Anyone with signs of hypothermia should receive emergency medical attention, particularly if their body temperature falls below 95 degrees Fahrenheit.
If medical attention is delayed or not available, bystanders should move the person with hypothermia to shelter or a warm room. Any wet clothing should be removed. The center of the body should be warmed first with heated blankets or skin-to-skin contact under layers of dry blankets, sheets or towels.
Warm drinks can help a person with hypothermia, as long as they are not alcoholic beverages. Alcohol can cause the body to lose heat more rapidly, Marzo pointed out. He recommended victims be given warm, sweet beverages such as hot chocolate to help maintain their body temperature.

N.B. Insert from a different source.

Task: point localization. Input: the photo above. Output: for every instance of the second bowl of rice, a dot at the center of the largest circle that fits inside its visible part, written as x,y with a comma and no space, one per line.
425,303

In frostbite, exposure to freezing temperatures causes numbness and a loss of color in the affected areas. In extreme cases, it can permanently damage the body, and result in amputation. Areas such as the nose, ears, cheeks, chin, fingers or toes are most vulnerable to frostbite.
As soon as skin becomes numb, appears red, white or grayish-yellow or feels unusually firm or waxy, it's time to warm up and get out of the cold, Marzo cautioned.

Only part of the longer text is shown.